Para nutricionista Andréa Esquivel as comidas isentas de qualquer pesticidas tem o custo alto e não é acessível para grande parte da população brasileira.
“Quando falamos em solução, temos que pensar em volume. A questão é, nem todo mundo tem dinheiro para produzir e comprar esse tipo de comida. As plantações de orgânicos também estão longe conseguir fornecer comida para toda sociedade, pois não existe área de plantio o suficiente. Então consumir somente alimentos orgânicos está fora da realidade do Brasil”, afirma.
Para ela, a solução está na capacitação dos produtores, visto que, muitos não possuem orientação técnica no uso de agroquímicos.
“O agrotóxico é caro para os produtores. Se eles pudessem, não usava as substâncias, mas os clientes buscam alimentos “perfeitos”, então ele acaba aplicando sem conhecimento prévio. É preciso capacita-los e orienta-los para que diminuam no uso de compostos químicos”, afirma.
Já outras autoridades no assunto apontam que é possível, sim, implantar técnicas de agroecologia em todo território brasileiro, focando na biodiversidade, desde que haja programas públicos de incentivo e um governo atuante no cultivo ecológico.
Lias Goés, fundadora do Cooperapas (Cooperativa Agroecológico dos Produtores Rurais e de Água Limpa da Região Sul de São Paulo), afirma que produzir alimentos em todo território brasileiro de maneira orgânica é completamente viável.
“O Brasil possui uma a terra fértil e muito produtiva. O que precisamos é dar suporte ao homem do campo para que eles se conscientizem da sua responsabilidade e comecem a atuar com o cultivo ecológico.

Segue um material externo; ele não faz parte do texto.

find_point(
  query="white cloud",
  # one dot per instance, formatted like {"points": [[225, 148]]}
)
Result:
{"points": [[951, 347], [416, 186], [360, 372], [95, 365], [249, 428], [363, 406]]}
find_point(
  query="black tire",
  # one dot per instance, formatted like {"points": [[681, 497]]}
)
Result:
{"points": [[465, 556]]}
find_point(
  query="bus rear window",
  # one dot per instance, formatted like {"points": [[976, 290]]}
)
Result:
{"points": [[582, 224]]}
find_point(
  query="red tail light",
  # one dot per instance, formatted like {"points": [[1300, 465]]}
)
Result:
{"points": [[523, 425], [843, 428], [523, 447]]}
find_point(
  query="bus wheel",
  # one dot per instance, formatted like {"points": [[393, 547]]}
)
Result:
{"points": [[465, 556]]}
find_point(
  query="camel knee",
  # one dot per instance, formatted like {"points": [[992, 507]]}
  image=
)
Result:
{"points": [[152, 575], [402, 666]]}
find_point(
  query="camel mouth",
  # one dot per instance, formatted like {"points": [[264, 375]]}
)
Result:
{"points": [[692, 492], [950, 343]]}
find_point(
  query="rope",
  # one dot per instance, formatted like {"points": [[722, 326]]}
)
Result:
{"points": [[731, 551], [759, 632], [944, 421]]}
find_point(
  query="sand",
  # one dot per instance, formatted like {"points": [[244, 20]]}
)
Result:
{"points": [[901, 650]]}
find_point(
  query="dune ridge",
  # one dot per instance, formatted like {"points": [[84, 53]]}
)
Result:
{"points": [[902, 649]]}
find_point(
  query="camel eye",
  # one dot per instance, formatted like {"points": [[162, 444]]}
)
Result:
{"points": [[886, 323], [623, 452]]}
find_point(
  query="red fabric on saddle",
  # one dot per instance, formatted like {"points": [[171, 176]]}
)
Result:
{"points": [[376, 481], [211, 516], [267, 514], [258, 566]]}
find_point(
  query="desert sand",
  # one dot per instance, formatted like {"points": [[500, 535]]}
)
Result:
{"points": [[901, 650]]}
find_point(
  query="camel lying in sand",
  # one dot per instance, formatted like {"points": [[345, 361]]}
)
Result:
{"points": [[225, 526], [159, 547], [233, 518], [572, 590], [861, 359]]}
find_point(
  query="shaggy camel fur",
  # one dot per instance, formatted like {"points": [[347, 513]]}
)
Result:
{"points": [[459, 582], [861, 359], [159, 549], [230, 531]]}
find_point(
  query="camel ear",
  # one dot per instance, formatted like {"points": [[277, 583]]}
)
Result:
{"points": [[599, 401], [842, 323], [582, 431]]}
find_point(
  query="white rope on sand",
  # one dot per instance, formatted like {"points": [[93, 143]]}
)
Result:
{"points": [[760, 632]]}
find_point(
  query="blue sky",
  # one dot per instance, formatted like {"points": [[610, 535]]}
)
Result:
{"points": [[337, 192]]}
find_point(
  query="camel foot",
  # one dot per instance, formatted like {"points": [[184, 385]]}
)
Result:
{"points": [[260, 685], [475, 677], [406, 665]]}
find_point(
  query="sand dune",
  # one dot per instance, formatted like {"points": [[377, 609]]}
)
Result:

Hoje, existe adubagem orgânica e também é possível produzir bioiscas. O agricultor também consegue ter uma renda vendendo sementes, por isso é preciso orienta-los.”
Além de fornecer alimentos sem uso de agroquímicos para restaurantes e feiras, a Cooperapas também presta suporte aos produtores de São Paulo e busca incentivar o agricultor convencional a migrar para as plantações agroecologia.
Para Lia, a solução seria a criação de mais programas de capacitação e politicas públicas.
“Não vamos mudar a situação de uma hora pra outra. O cultivo orgânico não faz milagres e infelizmente muitos brasileiros não podem escolher o que comer. O que realmente resolveria o problema seria um governo atuante nas questões de saúde, meio ambiente e agroecologia. Com isso deveriam criar um plano de ação para sanar o problema”, afirma.